Among recipients across seven segments of the award was Ashwami Kumar of the CSIR Institute of Microbial Technology, Chandigarh.
Kumar was awarded in the category of biological sciences for original contributions in biofilm-induced infections involving cellulose revealing a novel mechanism in TB pathophysiology. Kumar's work has the potential to reduce the treatment time for TB patients from the current six months to one month.
In a message on the occasion, Prime Minister Narendra Modi, president of the CSIR, hailed the council’s 81-year-old journey, especially its contributions to Chandrayaan 3.
Union Minister of Science and Technology Jitendra Singh read out the PM's message.
The Prime Minister said CSIR is playing a prominent role in serving society, industry and the nation, noting, "Even sky is not the limit for the Indian scientific community."
The message mentioned the Aroma Mission involving India's export of lemongrass oil, strides in floriculture, the Purple Revolution ushered in through lavender cultivation in Jammu and Kashmir, and laying of Steel Slag roads along border areas.
Jitendra Singh personally spoke of the government policy of unlocking scientific institutions and lifting the veil of secrecy shrouding them.
"Today, ISRO chairman S Somanath is asked for a selfie wherever he goes.
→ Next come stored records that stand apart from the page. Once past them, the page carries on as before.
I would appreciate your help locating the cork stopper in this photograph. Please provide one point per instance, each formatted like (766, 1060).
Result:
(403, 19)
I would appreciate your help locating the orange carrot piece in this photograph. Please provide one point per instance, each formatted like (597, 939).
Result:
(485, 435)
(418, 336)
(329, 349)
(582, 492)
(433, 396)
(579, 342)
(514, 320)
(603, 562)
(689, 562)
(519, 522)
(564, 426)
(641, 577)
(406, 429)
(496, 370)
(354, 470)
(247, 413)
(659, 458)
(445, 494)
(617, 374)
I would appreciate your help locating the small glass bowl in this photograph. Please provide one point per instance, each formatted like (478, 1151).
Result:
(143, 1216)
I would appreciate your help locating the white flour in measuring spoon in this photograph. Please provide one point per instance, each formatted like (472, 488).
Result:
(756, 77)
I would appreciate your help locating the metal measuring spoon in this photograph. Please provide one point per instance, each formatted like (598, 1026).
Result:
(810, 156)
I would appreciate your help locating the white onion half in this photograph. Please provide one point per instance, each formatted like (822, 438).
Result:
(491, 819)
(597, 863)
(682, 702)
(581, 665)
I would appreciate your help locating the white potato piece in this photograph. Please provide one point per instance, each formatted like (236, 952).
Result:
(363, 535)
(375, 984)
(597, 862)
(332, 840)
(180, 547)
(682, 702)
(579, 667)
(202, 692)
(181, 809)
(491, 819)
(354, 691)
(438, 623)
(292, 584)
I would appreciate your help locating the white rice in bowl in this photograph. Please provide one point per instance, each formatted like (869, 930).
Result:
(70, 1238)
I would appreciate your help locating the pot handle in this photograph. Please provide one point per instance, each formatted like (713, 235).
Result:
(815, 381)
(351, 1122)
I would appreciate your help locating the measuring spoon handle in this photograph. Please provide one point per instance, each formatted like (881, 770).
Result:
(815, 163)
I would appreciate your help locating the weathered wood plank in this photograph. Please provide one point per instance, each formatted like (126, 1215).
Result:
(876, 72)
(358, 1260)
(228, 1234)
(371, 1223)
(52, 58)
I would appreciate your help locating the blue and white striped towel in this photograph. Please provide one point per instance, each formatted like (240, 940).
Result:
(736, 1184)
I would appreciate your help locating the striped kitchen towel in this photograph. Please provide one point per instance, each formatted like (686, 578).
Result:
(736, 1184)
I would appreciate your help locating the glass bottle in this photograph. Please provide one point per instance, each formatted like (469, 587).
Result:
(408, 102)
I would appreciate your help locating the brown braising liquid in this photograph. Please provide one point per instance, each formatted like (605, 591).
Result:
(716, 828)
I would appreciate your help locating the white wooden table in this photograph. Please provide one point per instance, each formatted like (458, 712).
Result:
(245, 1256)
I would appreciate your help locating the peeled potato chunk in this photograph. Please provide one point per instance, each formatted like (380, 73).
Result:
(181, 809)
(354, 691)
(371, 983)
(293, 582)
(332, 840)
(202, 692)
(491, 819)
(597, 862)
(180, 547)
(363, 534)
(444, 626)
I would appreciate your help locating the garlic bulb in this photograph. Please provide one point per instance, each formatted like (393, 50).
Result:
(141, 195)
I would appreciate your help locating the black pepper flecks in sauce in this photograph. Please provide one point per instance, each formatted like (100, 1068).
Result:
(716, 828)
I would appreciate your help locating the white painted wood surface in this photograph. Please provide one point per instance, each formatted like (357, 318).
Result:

But there was a time when ISRO was under a veil of secrecy. That has changed. As many as 10,000 spectators watched the launch of Aditya L 1 Mission and 1,000 journalists covered the launch of Chandrayaan 3. We have unlocked the gates of Sriharikota and we believe that effacement is a noble word but not always a virtue...Chandrayaan 3 became a national success because people felt involved."
Earlier, DG, CSIR, N Kalaiselvi, the first woman DG of the institution in 81 years, recounted milestones in the CSIR journey and said the institution was preparing a vision document -- CSIR at 2042 -- to mark the centenary of the council. She specifically mentioned the low chilling variety Anna apples that can be grown in the northeast.
"You do not have to wait for Himachal or J&K apples anymore," Kalaiselvi said.